Loin de nous l’idée de contester la fécondité d’une formation de l’esprit par le contact avec les auteurs anciens. Ou de minimiser l’importance de la maîtrise des langues et d’une alphabétisation scientifique dans le monde contemporain. Là aussi, la citoyenneté est en jeu. Mais la complexité de notre société et des défis à affronter en ce XXIe siècle oblige l’Ecole à donner à nos élèves les clés pour décoder et affronter cette complexité. Ces clés gisent, pour une bonne part, au cœur des sciences humaines. La part qui leur est actuellement faite ne peut conduire qu’à un déficit de formation.

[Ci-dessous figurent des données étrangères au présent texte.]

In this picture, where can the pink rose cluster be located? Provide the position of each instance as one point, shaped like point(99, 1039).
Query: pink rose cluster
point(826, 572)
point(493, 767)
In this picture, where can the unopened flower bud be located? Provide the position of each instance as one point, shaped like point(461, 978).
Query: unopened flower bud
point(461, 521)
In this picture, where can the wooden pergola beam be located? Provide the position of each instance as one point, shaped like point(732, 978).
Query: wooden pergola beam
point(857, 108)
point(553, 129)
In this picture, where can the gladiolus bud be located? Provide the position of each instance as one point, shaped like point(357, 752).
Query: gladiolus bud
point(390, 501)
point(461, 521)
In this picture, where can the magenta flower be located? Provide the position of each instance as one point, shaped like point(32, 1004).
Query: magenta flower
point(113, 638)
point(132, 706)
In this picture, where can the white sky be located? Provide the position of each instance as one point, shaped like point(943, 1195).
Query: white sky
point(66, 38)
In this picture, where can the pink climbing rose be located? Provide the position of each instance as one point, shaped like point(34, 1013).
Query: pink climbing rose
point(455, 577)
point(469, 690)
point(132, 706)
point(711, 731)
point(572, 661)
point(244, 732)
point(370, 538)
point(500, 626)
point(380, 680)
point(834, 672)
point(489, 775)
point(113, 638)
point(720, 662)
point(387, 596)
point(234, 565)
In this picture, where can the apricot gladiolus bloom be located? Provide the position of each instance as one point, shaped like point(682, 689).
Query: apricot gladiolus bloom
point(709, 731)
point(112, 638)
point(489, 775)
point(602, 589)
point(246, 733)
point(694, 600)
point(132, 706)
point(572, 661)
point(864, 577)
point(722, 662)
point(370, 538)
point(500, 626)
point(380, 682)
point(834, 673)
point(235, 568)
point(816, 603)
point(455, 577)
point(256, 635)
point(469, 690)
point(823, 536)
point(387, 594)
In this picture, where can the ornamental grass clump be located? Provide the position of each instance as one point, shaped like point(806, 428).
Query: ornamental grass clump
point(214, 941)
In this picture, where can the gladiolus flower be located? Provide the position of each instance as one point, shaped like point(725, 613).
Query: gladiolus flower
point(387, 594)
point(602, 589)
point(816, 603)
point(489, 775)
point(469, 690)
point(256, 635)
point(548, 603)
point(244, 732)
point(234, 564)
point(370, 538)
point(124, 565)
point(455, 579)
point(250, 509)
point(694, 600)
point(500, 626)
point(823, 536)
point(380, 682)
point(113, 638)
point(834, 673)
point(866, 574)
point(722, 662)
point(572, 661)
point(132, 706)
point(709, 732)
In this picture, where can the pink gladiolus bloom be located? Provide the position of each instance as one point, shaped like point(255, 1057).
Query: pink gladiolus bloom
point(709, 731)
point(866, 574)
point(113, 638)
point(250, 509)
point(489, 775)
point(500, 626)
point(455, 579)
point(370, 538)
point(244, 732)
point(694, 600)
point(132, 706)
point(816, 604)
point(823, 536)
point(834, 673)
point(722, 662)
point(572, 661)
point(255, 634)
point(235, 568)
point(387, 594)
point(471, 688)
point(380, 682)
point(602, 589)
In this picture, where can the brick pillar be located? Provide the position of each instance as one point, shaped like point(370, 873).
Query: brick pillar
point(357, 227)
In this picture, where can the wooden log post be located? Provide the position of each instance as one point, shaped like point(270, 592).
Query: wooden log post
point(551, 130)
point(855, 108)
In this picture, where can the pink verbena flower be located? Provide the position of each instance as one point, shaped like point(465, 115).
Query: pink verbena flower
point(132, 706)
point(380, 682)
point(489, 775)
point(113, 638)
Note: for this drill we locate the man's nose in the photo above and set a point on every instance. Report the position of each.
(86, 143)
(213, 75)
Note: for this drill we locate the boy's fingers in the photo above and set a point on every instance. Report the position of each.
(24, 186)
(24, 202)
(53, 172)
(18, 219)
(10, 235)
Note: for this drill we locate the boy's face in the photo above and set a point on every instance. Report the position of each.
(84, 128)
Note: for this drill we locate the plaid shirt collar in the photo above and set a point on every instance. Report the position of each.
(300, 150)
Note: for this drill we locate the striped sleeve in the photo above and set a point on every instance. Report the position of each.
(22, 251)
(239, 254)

Dans sa Déclaration de politique communautaire 2009-2014, le Gouvernement proclame que « l’école doit être un lieu d’émancipation sociale, personnelle et culturelle, de formation à l’esprit critique et à la citoyenneté responsable ». Déjà béant, le fossé entre ce projet auquel nous adhérons et les moyens que l’on accorde aux enseignants, s’élargit encore avec la décision sur laquelle nous demandons au gouvernement de revenir.2

  1. Cahier de charge pour l’écriture des référentiels interréseaux, (2012), p. 36. []
  2. Cette carte blanche a été co-signée par près de 140 enseignants du secondaire ou formateurs d’enseignants en sciences humaines, dans les Hautes Ecoles ou les Universités. []

Commentaires

  1. thunissen dit :

    Pour être sûrs que les citoyens de demain soient incapables de réfléchir et d’analyser les événements du monde et de leur environnement direct, qu’ils soient des moutons égoïstes et irréfléchis, qu’ils se gavent de bêtises télévisées et autres sans aucun sens critique, alors, oui, supprimons encore un peu plus ces cours « moins importants »…ceux qui ignorent le passé sont de toute façon condamnés à le revivre…merci messieurs les politicards de nous assurer un bel avenir. Lamentable.

  2. Delphine dit :

    Encore de riches idées de la part de notre ministre…
    Ramener l’ensemble des contenus en histoire-géo en 5e relève de l’absurdité. D’une part, les professeurs de ces disciplines auront tout autant de mal à « boucler » leur programme et les thèmes expliquant concrètement la formation de notre société risquent d’être bâclés. D’autre part, je trouve qu’entre la 5e et la 6e, beaucoup d’élèves gagnent en maturité. Or, il y a certains sujets abordés, à l’heure actuelle, en 6e (ou en 7e) qui requièrent cette maturité. Quant à supprimer complètement le cours de sciences humaines en 7e, c’est ridicule étant donné qu’il s’agit souvent d’un cours basé sur le décryptage de l’actualité… Il a donc, à mon sens, toute sa place dans la grille horaire d’un élève de dernière année.

  3. NAPH dit :

    Une fois de plus, nous avons la preuve de l’incompétence des décideurs qui ne connaissent pas la réalité de terrain et qui prétendent toutefois nous dire ce que nous devons enseigner et de quelle façon nous devons l’enseigner … L’enseignement perd de sa qualité ? Ben tiens, à qui la faute ??? Aux profs ??????